Rispéridone
L'essentiel
Antipsychotique atypique utilisé dans la schizophrénie et les épisodes maniaques des troubles bipolaires. Elle a aussi une place encadrée, sur de courtes durées (jusqu’à 6 semaines) et après échec des mesures non médicamenteuses, dans l’agressivité persistante de la démence de type Alzheimer modérée à sévère, et dans l’agressivité persistante du trouble des conduites chez l’enfant à partir de 5 ans présentant un fonctionnement intellectuel inférieur à la moyenne. Son intérêt tient à une action sur les symptômes positifs avec, aux doses usuelles, moins d’effets extrapyramidaux que les neuroleptiques classiques. Elle existe en forme injectable retard pour les situations où l’observance de la prise quotidienne est fragile.
Posologie
- Adulte (schizophrénie) : instauration progressive (le plus souvent 2 mg le premier jour, 4 mg le deuxième), en une ou deux prises ; la fourchette efficace usuelle se situe généralement entre 4 et 6 mg/jour selon la réponse, sans dépasser les doses recommandées par le RCP. Se référer au RCP pour chaque indication.

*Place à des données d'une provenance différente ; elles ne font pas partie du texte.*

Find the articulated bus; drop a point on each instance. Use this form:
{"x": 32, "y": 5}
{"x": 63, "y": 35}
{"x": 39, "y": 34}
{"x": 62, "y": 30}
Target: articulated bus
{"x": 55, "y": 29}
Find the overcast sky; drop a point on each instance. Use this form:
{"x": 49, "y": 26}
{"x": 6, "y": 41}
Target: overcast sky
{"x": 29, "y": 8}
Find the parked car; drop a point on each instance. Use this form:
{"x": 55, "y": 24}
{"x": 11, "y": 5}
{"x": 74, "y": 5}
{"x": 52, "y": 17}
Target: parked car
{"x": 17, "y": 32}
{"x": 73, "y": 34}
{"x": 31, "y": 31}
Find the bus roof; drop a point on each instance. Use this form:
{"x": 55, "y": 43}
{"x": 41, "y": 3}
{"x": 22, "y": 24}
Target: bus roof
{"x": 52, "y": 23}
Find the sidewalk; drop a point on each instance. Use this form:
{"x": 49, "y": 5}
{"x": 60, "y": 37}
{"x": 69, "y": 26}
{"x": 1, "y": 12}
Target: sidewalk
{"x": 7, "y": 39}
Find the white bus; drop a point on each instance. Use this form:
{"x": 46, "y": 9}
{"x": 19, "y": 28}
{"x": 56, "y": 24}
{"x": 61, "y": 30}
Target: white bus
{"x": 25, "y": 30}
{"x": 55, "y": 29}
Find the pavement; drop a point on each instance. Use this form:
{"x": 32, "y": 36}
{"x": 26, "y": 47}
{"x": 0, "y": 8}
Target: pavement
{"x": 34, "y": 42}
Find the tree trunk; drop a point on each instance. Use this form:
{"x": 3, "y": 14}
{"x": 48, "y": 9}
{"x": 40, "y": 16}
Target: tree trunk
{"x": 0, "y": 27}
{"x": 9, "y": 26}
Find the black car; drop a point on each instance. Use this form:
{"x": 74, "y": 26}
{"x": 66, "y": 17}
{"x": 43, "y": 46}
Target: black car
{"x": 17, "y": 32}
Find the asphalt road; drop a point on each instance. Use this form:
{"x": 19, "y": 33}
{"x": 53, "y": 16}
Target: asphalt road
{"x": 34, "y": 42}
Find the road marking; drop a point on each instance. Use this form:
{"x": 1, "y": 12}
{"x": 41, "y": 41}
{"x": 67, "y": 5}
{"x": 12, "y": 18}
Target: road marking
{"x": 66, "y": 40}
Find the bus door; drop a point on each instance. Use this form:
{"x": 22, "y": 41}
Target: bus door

- Sujet âgé et insuffisance rénale ou hépatique : doses initiales réduites et titration prudente, fractionnement conseillé. La sensibilité aux effets indésirables est nettement majorée. Dans l’agressivité de la démence d’Alzheimer, on reste sur des doses faibles et une durée la plus courte possible.
- Enfant et adolescent : indication restreinte et encadrée (agressivité persistante du trouble des conduites à partir de 5 ans), posologie rapportée au poids ; jamais d’initiation au comptoir, toujours sur prescription spécialisée.
- Modalités de prise : prise indifférente par rapport aux repas. La solution buvable se mesure avec la pipette ou la seringue doseuse fournie ; le comprimé orodispersible se place sur la langue et fond sans eau. Ne jamais arrêter brutalement un traitement au long cours.
Chez la personne âgée démente, les antipsychotiques augmentent la mortalité et le risque d’accident vasculaire cérébral : l’usage doit rester exceptionnel, réservé à l’agressivité de la démence d’Alzheimer, à dose minimale et sur la durée la plus courte possible (jusqu’à 6 semaines). Devant une ordonnance de rispéridone pour un sujet âgé, on vérifie l’indication, la dose et l’intention de réévaluation, et on signale tout cumul avec d’autres sédatifs.
Interactions
- Autres dépresseurs du système nerveux central (benzodiazépines, opioïdes, alcool, antihistaminiques sédatifs) : majoration de la sédation et du risque de chute, particulièrement chez le sujet âgé.
- Médicaments allongeant l’intervalle QT (certains antiarythmiques, autres antipsychotiques, macrolides, antiémétiques) : risque additif de troubles du rythme ; prudence et avis du prescripteur si association.
- Antihypertenseurs : potentialisation de l’hypotension, notamment orthostatique en début de traitement.
- Inhibiteurs du CYP2D6 (par exemple la paroxétine ou la fluoxétine) : élévation des concentrations de la fraction active, donc majoration possible des effets indésirables ; surveillance clinique et adaptation éventuelle de dose par le prescripteur. À l’inverse, un inducteur comme la carbamazépine peut diminuer l’efficacité.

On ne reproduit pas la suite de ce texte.